Hitchhikers Need Free Vehicles!

Gregory M. Kapfhammer

Phil McMinn and Chris J. Wright


flickr photo shared by BergsPix under a Creative Commons ( BY-ND ) license

Randomization

Inherent in SBST techniques

Necessitates careful experiment design

Statistical analysis of results required!

When I say "statistics" ...

But, we need statistical analysis!

Statistical Analysis

A Hitchhiker's Guide to Statistical Tests for Assessing Randomized Algorithms in Software Engineering

Arcuri and Briand recommend statistical techniques

Code snippets provided in the R language

A tremendous asset to the SBST community!


creative commons licensed ( BY-NC ) flickr photo shared by Michael Kappel

Subtleties of Statistical Analysis

Well-meaning researchers may make small mistakes

Marco Torchiano revealed paradoxical effect sizes


creative commons licensed ( BY-NC ) flickr photo shared by Michael Kappel

Hitchhikers Need Vehicles

Shared repositories of statistical code

Well-tested implementations of procedures

Additional documentation and guidelines

Replication packages for completed analyses

Why is This Important?

Enhance the Maturity of the SBST Field

Supporting Tools and Platforms?

Suggestions

Use GitHub to store data and analysis code

Create R packages using devtools

Reveal your full analysis with RMarkdown

Use "best of breed" tools to support your work!
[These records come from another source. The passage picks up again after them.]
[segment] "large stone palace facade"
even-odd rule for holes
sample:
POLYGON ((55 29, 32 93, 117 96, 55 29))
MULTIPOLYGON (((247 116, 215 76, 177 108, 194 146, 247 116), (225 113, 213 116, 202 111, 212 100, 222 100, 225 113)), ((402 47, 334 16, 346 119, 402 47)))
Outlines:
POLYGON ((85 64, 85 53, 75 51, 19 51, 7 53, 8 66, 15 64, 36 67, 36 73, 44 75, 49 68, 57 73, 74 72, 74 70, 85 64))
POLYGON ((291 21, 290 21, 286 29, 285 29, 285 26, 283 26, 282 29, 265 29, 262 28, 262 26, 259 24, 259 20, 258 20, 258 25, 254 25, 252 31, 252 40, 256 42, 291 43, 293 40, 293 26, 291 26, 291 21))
creative commons licensed ( BY-NC-ND ) flickr photo shared by sunface13

Carefully pick your analysis team ...

"Hadleyverse"

dplyr for fast data manipulation

tidyr for disciplined data restructuring

ggplot2 for impressive data visualization

Or, use the languages and packages you prefer

But, seriously, Hadley Wickham's code is awesome!


Publicly available photo shared by Hadley Wickham

Where do we go next?

Let's Talk

What statistical analysis do you regularly perform?

What is needed to move the SBST community forward?

What types of vehicles do hitchhikers really need?


Stocksnap.io photo shared by Alejandro Escamilla under a Public Domain license

Questions

Sharing data sets larger than what GitHub supports?

Use Git Large File Storage (LFS)

Why don't we release scripts for running experiments?

They are often customized. But, yes, we should!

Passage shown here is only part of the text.